During training, the average loss is reported for each edge bucket at each pass. Evaluation metrics can be computed on held-out data during or after training to measure the quality of trained embeddings.

Offline evaluation

The torchbiggraph_eval command will perform an offline evaluation of trained PBG embeddings on a validation dataset. This dataset should contain held-out data not included in the training dataset. It is invoked in the same way as the training command and takes the same arguments.

It is generally advisable to have two versions of the config file, one for training and one for evaluation, with the same parameters except for the edge paths, in order to evaluate a separate (and often smaller) set of edges. (It’s also possible to use a single config file and have it produce different output based on environment variables or other context). Training-specific config parameters (e.g., the learning rate, loss function, …) will be ignored during evaluation.

The metrics are first reported on each bucket, and a global average is computed at the end. (If multiple edge paths are in use, metrics are computed separately for each of them but still ultimately averaged).

Many metrics are statistics based on the “ranks” of the edges of the validation set. The rank of a positive edge is determined by the rank of its score against the scores of a certain number of negative edges. A rank of 1 is the “best” outcome as it means that the positive edge had a higher score than all the negatives. Higher values are “worse” as they indicate that the positive didn’t stand out.

It may happen that some of the negative samples used in the rank computation are in fact other positive samples, which are expected to have a high score and may thus cause adverse effects on the rank. This effect is especially visible on smaller graphs, in particular when all other entities are used to construct the negatives. To fix it, and to match what is typically done in the literature, a so-called “filtered” rank is used in the FB15k demo script (and there only), where positive samples are filtered out when computing the rank of an edge. It is hard to scale this technique to large graphs, and thus it is not enabled globally. However, filtering is less important on large graphs as it’s less likely to see a training edge among the sampled negatives.

The metrics are:

  • Mean Rank: the average of the ranks of all positives (lower is better, best is 1).
  • Mean Reciprocal Rank (MRR): the average of the reciprocal of the ranks of all positives (higher is better, best is 1).
  • Hits@1: the fraction of positives that rank better than all their negatives, i.e., have a rank of 1 (higher is better, best is 1).
  • Hits@10: the fraction of positives that rank in the top 10 among their negatives (higher is better, best is 1).
  • Hits@50: the fraction of positives that rank in the top 50 among their negatives (higher is better, best is 1).
  • Area Under the Curve (AUC): an estimation of the probability that a randomly chosen positive scores higher than a randomly chosen negative (any negative, not only the negatives constructed by corrupting that positive).

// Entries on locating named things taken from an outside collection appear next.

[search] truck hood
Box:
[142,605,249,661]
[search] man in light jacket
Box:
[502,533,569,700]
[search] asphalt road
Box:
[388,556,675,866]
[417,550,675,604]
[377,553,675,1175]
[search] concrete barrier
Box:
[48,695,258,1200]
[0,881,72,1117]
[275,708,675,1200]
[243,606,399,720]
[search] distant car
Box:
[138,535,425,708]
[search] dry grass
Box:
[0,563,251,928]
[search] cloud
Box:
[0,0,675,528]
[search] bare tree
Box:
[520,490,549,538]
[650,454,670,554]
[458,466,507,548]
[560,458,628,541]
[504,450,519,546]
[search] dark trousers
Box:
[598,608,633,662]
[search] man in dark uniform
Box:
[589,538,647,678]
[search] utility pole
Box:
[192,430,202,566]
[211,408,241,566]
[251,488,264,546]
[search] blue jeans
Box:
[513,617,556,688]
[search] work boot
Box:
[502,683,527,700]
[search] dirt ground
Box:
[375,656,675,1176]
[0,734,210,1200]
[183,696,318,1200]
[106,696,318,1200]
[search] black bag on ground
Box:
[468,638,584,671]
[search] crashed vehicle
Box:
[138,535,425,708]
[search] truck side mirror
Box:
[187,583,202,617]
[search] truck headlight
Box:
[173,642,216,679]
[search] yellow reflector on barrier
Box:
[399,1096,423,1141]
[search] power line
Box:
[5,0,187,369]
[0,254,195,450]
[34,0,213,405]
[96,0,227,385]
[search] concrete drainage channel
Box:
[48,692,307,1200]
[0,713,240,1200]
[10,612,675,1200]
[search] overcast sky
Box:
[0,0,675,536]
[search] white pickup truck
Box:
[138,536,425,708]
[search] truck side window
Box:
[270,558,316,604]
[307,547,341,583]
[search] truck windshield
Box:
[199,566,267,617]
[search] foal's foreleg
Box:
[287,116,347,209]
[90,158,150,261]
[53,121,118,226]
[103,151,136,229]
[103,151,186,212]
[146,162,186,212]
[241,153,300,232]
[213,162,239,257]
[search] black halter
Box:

Evaluation during training

Offline evaluation is a slow process that is intended to be run after training is complete to evaluate the final model on a held-out set of edges constructed by the user. However, it’s useful to be able to monitor overfitting as training progresses. PBG offers this functionality, by calculating the same metrics as the offline evaluation before and after each pass on a small set of training edges. These stats are printed to the logs.

The metrics are computed on a set of edges that is held out automatically from the training set. To be more explicit: using this feature means that training happens on fewer edges, as some are excluded and reserved for this evaluation. The holdout fraction is controlled by the eval_fraction config parameter (setting it to zero thus disables this feature). The evaluations before and after each training iteration happen on the same set of edges, thus are comparable. Moreover, the evaluations for the same edge chunk, edge path and bucket at different epochs also use the same set of edges.

Evaluation metrics are computed both before and after training each edge bucket because it provides insight into whether the partitioned training is working. If the partitioned training is converging, then the gap between the “before” and “after” statistics should go to zero over time. On the other hand, if the partitioned training is causing the model to overfit on each edge bucket (thus decreasing performance for other edge buckets) then there will be a persistent gap between the “before” and “after” statistics.

It’s possible to use different batch sizes for same-batch and uniform negative sampling by tuning the eval_num_batch_negs and the eval_num_uniform_negs config parameters.